Please Don't Decorate Your Home With Realistic Fake Food

I thought I saw my last plastic apple in a bowl years ago, but I was wrong.

Stop! If you're decorating your home and you pick up a plastic piece of fruit and think, "This would look great in a cut glass bowl," put it down and back away. In the same way that time quarantining at home motivated some people to clean up their space and Marie Kondo their belongings, New York Times writer Emma Grillo now reports that maximalism is making a comeback and fake food home decor is part of it.

Grillo describes the home decor trend as one that "embraces pattern, color and ornamentation." Some examples of popular food decor: charcuterie and cheese candles, fake cakes, and spilled wine glasses. Yes, spilled wine glasses like the ones used at furniture stores to show that the fabric is stain resistant. Oh, and gelatin salad lamps.

Perhaps it's a repressed childhood resentment toward fake food being literally inedible, but I just don't understand the appeal of it at all. When you're presented with a plate of food and it contains some sort of big inedible decoration on it, aren't you annoyed that you paid for something you can't eat? The purpose of food is to be eaten, and the purpose of decoration is to be pleasing to the eye, not to masquerade as food.

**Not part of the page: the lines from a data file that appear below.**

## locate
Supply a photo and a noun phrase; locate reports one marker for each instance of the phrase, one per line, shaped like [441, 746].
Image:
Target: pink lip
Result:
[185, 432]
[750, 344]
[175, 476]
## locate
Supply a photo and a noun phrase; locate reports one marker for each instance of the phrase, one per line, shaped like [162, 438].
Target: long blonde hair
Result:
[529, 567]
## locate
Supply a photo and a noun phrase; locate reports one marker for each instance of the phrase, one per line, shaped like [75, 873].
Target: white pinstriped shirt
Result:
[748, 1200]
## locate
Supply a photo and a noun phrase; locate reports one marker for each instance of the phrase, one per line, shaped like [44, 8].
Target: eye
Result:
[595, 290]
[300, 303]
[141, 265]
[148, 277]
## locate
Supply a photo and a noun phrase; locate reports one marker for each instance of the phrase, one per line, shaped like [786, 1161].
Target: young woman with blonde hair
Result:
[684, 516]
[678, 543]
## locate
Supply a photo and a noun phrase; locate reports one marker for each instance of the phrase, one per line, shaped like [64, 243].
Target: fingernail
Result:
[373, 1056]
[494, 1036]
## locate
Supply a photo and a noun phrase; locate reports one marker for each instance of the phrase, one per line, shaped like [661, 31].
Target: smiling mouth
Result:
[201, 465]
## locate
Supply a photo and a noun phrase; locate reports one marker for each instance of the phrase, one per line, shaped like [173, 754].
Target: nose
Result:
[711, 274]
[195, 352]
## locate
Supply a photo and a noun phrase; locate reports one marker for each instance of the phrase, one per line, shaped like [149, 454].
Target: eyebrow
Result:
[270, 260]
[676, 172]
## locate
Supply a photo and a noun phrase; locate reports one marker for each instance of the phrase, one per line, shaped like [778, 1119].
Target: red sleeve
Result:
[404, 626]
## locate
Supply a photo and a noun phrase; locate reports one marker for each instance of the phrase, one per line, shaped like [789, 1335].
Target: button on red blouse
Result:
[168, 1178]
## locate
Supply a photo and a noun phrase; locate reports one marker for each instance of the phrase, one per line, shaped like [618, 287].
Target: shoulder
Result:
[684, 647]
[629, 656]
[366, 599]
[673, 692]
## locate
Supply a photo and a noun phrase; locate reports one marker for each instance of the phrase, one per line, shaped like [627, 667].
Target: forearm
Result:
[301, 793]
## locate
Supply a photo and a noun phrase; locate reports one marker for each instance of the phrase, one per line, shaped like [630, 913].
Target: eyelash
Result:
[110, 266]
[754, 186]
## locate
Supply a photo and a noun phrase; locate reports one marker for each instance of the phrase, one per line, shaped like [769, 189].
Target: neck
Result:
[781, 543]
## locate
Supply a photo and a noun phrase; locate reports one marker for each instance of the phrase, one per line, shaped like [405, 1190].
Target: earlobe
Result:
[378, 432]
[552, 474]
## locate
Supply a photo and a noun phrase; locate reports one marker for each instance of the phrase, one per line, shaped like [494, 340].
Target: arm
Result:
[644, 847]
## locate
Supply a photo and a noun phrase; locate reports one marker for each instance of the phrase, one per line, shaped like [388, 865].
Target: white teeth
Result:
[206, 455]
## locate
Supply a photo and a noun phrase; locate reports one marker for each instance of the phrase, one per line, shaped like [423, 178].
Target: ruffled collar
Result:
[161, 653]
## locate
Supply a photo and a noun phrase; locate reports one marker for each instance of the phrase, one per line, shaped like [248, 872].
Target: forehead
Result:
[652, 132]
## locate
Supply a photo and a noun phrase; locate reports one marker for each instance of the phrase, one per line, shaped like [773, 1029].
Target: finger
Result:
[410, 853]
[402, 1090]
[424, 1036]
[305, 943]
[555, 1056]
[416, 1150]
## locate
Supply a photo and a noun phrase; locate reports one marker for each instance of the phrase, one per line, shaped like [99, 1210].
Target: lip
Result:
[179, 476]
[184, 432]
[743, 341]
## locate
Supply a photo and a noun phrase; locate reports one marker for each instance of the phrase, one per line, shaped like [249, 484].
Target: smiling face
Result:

Despite my personal abhorrence for the practice, fake food lovers and fake food producers are doing quite well. Grillo spoke with a California artist, Elrod, who started making fake gelatin salad lamps during the pandemic using recipes from midcentury cookbooks. Elrod's lamps sell for anywhere from $100 to $3,500. Grillo also notes that Etsy has seen a 36% increase in searches for faux cakes on the site in the last three months and a 32% increase in searches for food-inspired candles.

While I understand that fake cakes and other creations can bring a sort of homey touch, unless that decor has a cute little cartoon face or something on it to indicate it is not even close to real, I'm not touching it.